WiiU is a story in itself. I think Nintendo wanted to do too much with it, making it virtually impossible to brand it and market it. It was also clearly rushed to the market, making things even worse.

Nintendo made some strategical blunders with the Wii which let them lose momentum, and I believe those blunders were what forced them to rush the WiiU to market. Already in the summer of 2009 Nintendo should have bundled Wii remotes based on Wii Motion Plus technology with every Wii, instead of waiting until May 2010. By waiting that long, Nintendo let PlayStation 3 capture part of the Wii market with their superior PlayStation Move. I also think Nintendo should have released a WiiHD in 2010, and perhaps also a Wii Remote with a built-in analog stick (similar to PlayStation Move). By doing so, they could have extended the life of the Wii, and not rush the WiiU to market. I think that WiiU would have been a totally different product without the rush.
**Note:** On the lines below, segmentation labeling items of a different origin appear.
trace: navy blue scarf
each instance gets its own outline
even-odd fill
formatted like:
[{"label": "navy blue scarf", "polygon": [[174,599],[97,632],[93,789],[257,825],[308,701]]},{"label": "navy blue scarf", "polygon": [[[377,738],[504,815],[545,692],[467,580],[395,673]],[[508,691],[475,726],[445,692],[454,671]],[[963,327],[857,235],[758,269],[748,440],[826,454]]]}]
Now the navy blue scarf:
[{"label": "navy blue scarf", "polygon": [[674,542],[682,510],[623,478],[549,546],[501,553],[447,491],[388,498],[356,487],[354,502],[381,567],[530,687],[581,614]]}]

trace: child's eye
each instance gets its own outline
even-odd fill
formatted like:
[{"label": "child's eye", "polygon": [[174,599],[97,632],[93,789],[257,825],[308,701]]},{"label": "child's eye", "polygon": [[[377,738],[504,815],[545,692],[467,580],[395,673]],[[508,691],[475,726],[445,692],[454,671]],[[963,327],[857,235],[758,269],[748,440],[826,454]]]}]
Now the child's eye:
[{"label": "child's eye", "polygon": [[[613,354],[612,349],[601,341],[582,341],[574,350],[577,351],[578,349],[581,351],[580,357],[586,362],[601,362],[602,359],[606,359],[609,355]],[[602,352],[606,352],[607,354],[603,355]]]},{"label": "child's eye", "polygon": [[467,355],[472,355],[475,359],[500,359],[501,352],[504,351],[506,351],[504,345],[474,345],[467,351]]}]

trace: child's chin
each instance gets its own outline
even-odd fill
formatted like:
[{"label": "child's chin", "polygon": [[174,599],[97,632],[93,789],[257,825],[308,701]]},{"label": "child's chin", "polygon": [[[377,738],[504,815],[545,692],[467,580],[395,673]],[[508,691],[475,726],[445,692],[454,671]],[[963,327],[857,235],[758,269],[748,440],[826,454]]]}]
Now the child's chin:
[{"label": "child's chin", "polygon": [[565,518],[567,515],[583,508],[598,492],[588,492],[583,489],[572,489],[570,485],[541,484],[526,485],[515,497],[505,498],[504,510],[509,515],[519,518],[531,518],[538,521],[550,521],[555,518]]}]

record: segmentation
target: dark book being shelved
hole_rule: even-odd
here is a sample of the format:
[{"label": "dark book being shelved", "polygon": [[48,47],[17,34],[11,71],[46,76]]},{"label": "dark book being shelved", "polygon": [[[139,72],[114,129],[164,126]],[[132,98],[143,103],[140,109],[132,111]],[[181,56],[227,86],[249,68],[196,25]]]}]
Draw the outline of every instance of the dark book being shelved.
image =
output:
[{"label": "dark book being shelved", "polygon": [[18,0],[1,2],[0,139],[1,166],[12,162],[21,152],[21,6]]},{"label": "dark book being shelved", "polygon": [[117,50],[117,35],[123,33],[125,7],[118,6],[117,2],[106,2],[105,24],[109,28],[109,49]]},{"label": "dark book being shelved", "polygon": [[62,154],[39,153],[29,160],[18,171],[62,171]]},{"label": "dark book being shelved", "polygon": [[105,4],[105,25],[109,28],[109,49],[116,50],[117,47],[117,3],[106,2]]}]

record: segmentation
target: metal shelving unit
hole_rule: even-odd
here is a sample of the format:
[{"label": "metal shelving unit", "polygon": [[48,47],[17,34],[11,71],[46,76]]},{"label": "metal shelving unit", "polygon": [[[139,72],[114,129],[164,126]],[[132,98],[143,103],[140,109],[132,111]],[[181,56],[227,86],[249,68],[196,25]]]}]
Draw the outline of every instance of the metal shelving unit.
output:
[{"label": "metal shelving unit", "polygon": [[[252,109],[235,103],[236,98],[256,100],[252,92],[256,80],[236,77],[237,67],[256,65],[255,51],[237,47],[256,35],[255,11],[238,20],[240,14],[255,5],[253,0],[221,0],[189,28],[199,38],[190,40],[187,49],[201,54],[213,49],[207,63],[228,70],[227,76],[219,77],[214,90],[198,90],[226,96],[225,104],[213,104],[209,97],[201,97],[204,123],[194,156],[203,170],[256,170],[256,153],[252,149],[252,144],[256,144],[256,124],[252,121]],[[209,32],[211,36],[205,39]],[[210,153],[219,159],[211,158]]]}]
A bit off topic, but I think the problem with the Wii U was the asymmetrical play style it demanded of having one tablet and then several wii remotes. Asymmetrical play can be interesting in specific games, not as the primary feature of a console. When it was announced and I found out you just have one controller/tablet per system I thought that was just the most bizarre thing. And basically it seemed the reason for doing that was so that people could still play when the TV was being used, which sure in families that can happen but you don't base the design of an entire console around something that sometimes happens and then that design forces you to have only one uncomfortably large controller and any multiplayer game has to be forced to play in an asymmetrical control style. It was just bad choices built on top of one another to achieve a novel but unnecessary goal. Even the name "Wii U", emphasis on the "U" says this is for you and no one else cuz there's just one controller.

Agree with you on what Wii's successor should have been. A simple Wii HD with updated Wii remotes that launched before the end of the gen so it could pick up some major multi-plat 3rd party games that were coming out on 360/ps3. But then again the disaster that was Wii U was a halfway point between Wii and Switch so maybe we wouldn't have the awesomeness of the Switch if they hadn't created that failure half measure system first.